Rester chez soi sans bouger un orteil ou aller bosser par obligation = citoyen.ne modèle. Sortir avec un masque et autorisation = circulez, vite. Sortir à plus d'un km de chez soi sans autorisation = terroriste bactériologique... C'est cette logique là qui nous monte les uns les autres et nous rend fous. Cette logique qui nous fait hurler sur la moindre ouverture, de coiffeurs, de kiné, de fleuriste... On en vient à dire que toutes celles et ceux qui vivent sont suspects, nonobstant la prudence. Et alors, les superlatifs pullulent en dépit de toute raison. Le Brésil, par exemple, est un pays qui déconne franchement, ils ont viré leur ministre de la santé parce que ce dernier prônait la distanciation sociale, ils maintiennent des rassemblements pour faire plaisir aux évangélistes même Moro le juge anti Lula a foutu le camp, écoeuré par la gestion amateure de Bolsonaro. C'est inconséquent, sans doute, criminel, aussi. Mais les mots employés dans les articles du Monde qui parle de "barbarie", ça va pas non ? 4 000 morts selon le Brésil, admettons que ça soit le double, que sais-je le triple, 15 000 morts sur un pays de 200 millions d'habitants, sans terroriser les familles autour, sans détruire le pays, "barbarie". Le Yemen vient d'avoir la pire catastrophe humanitaire, 100 000 morts, des millions de gosses dénutris, des villes rasées, sans parler de la Syrie et là, quoi alors ? Il faut reprendre un peu de raison, on vit une pandémie on traverse une catastrophe sanitaire comme il y a des catastrophes naturelles. Pas plus qu'on ne va arrêter un ouragan avec les mains (seul Chuck Norris le pourrait) on ne pourra bloquer un virus qui circule dans l'air. Faut quand même revenir à ce principe un jour ou l'autre.

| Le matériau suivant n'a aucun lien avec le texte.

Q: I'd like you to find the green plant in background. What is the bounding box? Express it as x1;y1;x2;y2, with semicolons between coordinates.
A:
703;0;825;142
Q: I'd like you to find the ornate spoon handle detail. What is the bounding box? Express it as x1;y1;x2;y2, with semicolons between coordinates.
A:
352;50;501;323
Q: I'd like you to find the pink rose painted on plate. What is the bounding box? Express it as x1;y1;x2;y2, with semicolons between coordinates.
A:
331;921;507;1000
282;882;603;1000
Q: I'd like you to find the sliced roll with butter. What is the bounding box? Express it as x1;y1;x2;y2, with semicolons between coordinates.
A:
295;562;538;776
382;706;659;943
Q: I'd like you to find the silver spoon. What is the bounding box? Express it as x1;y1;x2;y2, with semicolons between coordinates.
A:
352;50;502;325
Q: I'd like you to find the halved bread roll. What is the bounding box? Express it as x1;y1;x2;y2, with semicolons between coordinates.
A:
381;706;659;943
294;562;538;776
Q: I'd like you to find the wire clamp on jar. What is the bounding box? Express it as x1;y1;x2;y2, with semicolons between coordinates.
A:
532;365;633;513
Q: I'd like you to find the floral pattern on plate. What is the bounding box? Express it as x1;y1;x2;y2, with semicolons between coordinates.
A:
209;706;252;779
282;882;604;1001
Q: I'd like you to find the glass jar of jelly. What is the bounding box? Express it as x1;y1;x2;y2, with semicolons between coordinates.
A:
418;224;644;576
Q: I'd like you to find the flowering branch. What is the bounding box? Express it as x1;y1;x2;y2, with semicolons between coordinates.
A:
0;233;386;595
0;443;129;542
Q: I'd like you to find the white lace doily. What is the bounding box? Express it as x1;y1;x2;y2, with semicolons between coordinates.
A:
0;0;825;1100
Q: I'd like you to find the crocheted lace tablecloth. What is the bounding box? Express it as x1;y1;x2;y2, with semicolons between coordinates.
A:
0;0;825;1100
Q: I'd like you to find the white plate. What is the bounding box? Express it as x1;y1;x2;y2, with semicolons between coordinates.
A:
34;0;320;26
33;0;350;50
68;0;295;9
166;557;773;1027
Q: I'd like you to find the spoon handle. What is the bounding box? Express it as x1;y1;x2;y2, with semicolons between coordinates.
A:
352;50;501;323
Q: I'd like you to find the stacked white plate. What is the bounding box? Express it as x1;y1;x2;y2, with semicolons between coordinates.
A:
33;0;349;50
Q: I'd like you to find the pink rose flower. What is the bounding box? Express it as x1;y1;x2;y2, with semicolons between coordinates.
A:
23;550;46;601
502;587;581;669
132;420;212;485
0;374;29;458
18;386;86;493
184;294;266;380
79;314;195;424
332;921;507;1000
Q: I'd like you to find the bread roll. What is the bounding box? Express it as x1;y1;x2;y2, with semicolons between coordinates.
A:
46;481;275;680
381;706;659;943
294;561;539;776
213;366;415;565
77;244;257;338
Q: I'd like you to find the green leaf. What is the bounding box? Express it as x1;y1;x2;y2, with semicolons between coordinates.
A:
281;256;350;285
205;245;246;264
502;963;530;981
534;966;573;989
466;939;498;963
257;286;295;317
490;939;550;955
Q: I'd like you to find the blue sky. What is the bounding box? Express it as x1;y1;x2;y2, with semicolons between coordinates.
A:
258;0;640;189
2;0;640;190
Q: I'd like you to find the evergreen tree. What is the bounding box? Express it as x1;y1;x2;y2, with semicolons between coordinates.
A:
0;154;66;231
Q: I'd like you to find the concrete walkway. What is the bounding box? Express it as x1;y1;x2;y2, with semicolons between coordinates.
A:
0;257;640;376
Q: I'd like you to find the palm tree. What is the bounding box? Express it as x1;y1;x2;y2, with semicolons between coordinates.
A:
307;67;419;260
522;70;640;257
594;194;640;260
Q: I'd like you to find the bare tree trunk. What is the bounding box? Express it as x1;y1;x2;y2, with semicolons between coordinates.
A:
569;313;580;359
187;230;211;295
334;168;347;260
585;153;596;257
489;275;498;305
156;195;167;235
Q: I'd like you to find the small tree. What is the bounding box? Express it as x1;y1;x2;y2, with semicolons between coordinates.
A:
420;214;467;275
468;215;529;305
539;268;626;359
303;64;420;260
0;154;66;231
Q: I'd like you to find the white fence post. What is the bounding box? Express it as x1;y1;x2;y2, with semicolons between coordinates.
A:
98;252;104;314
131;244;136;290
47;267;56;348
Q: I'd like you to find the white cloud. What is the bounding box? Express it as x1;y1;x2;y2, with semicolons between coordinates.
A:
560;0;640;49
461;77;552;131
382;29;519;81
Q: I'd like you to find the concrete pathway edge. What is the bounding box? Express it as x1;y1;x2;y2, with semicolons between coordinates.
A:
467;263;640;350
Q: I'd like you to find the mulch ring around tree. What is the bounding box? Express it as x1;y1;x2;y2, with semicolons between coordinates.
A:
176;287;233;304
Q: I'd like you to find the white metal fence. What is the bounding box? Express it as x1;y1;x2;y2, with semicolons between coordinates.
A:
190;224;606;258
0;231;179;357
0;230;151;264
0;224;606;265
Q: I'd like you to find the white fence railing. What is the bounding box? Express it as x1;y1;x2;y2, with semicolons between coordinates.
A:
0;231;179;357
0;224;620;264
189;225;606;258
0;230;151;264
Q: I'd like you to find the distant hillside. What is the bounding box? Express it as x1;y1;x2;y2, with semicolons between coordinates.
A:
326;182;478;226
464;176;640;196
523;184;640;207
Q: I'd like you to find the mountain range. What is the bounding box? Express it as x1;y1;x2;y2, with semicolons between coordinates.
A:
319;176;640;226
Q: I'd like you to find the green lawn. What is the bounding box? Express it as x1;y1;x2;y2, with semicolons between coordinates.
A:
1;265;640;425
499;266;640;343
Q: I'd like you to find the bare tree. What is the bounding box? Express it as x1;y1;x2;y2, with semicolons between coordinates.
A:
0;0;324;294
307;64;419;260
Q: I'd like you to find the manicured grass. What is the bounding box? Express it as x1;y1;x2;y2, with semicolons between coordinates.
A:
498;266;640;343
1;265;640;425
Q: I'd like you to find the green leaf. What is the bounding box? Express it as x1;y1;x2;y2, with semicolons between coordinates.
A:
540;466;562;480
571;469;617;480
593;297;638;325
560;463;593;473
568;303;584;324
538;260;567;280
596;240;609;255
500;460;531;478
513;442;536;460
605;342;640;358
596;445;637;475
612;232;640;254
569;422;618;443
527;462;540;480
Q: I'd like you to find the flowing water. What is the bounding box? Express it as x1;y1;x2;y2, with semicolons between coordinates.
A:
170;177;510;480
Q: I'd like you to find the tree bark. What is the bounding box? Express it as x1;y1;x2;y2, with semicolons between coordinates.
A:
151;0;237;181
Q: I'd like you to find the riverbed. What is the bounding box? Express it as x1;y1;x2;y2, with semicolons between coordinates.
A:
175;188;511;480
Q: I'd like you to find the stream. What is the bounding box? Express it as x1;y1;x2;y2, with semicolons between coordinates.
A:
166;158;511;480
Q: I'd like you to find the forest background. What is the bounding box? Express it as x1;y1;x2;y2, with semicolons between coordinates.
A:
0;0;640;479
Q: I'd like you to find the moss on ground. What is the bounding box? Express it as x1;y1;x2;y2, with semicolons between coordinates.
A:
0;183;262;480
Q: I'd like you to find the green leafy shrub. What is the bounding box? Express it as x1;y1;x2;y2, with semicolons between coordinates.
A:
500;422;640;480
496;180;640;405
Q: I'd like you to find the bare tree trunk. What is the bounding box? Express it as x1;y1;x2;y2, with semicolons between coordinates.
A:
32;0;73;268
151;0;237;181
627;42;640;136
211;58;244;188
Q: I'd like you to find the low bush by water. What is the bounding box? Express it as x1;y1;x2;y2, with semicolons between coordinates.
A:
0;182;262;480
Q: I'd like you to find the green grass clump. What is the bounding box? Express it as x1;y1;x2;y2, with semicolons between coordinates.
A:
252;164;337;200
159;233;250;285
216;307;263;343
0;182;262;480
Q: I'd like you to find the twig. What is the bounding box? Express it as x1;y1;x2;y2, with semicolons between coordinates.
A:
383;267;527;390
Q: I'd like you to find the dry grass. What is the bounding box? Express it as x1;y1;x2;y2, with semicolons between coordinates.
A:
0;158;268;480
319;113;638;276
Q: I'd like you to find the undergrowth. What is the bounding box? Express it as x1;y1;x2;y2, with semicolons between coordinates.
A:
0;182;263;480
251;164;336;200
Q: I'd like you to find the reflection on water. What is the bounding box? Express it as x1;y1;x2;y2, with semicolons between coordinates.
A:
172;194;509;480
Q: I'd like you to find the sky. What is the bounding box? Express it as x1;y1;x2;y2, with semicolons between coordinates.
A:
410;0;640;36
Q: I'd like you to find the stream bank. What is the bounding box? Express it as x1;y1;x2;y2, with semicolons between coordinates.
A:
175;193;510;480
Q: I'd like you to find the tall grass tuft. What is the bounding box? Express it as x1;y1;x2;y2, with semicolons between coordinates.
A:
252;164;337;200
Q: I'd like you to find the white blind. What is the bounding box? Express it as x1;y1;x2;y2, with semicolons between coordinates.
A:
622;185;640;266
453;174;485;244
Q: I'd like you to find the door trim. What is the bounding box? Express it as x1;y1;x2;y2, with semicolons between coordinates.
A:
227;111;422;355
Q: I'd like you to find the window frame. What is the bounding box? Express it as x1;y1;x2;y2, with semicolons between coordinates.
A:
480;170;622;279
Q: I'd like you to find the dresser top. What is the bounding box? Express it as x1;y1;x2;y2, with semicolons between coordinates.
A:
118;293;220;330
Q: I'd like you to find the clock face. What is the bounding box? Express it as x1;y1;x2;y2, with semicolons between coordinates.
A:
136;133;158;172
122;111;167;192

Autour de nous, on connaît tous des gens qui ont fait très gaffe et qui l'ont chopé en allant faire les courses. C'est un virus, il circule, nous ne pouvons pas l'arrêter, seulement le limiter au maximum. Un jour viendra le traitement, peut être le vaccin (les précédents sur les autres coronavirus rendent peu optimiste), en attendant, mieux vaut arrêter de se faire un ulcère à épier toutes les brèves, tous les faits divers de personnes en pleine forme fauchées par le virus.